Here is the mod I'm referring to: http://custom.simplemachines.org/mods/index.php?mod=2082
Moreover, is there a mod that shows the first 128 characters of a reply and then mentions that guests must register?
What is the point of blocking posts for guests, but allowing Google (a guest itself) to index the full contents? All someone would have to do is google the topic and they would be able to read everything in the cached copy. To let Google index the full pages, you would have to modify SMF to add a new class of user: "bot", in addition to "guest" and "logged in user", and detect bots (based on USER_AGENT) and treat them like a "logged in user".

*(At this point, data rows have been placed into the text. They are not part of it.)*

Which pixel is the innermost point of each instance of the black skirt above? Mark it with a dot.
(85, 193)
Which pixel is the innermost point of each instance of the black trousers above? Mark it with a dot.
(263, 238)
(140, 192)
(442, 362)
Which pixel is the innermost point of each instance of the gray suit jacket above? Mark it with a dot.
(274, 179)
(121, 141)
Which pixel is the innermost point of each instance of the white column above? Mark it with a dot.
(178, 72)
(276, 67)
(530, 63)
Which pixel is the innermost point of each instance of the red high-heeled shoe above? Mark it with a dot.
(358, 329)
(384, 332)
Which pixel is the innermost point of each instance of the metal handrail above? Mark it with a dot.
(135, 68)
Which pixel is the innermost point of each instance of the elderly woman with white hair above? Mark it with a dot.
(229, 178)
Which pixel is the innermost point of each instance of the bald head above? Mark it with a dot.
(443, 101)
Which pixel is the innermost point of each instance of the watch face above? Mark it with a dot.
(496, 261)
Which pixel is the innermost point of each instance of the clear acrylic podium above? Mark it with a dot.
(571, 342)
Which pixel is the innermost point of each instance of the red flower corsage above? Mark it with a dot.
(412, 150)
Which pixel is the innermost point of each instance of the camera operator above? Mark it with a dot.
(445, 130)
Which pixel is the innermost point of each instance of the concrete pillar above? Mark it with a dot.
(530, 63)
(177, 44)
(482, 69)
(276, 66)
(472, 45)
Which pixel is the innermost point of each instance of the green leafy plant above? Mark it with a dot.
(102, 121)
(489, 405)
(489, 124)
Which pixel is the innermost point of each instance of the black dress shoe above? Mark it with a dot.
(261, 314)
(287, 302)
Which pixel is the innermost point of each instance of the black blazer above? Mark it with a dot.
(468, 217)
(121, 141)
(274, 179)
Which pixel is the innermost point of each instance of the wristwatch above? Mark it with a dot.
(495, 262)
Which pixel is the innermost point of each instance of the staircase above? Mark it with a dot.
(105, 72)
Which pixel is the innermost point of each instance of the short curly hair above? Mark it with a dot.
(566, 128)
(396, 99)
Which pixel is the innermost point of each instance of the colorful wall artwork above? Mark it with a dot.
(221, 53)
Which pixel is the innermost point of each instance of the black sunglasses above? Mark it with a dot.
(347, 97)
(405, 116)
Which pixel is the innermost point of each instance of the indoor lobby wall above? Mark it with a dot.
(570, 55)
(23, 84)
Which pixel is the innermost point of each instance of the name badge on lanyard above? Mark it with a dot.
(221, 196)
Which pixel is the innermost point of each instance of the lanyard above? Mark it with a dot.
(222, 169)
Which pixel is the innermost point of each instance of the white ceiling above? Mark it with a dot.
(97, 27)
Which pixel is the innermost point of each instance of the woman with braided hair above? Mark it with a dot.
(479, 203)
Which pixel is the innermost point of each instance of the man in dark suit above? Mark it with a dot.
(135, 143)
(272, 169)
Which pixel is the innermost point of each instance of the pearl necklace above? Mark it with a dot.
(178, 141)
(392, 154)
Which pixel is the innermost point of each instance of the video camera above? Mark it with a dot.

I haven't seen any mods with a "teaser" function, but maybe it could be modified from the mod you mentioned. Instead of suppressing all replies, you would cut off replies at 128 characters or less (I would suggest cutting off at half way or 128 characters, whichever is shorter, and cut at a word, not in the middle of a word). Actually, come to think of it, a general-purpose teaser($text, $max_length, $fraction) function would be harder to write than it sounds. You would have to ensure that all BBCode and HTML tags are ignored in the character count, and are properly closed (nothing left dangling or incomplete).
So I would have to create a new member group called "bot." How would I configure this group? :(
You're right about the google caching but not every user knows about that, maybe 1 out of 5 do - those who are tech-savvy.
So I'm guessing the 128 character mod would be difficult to write. I have no idea how to do such a thing.
It wouldn't be a member group, since those apply only to logged-in members. You would have to modify SMF so instead of looking at just "guest" (not logged in) and "logged in member", there would be a third group, "bots" (or at least, googlebot). You would have to determine that a guest (not logged in) is actually a bot (certain USER_AGENTs, I would suppose) and treat them more like a logged-in member than a guest. Of course, you wouldn't want them to make posts, etc. I would think it would be fairly complicated, but maybe someone out there has actually done something along those lines.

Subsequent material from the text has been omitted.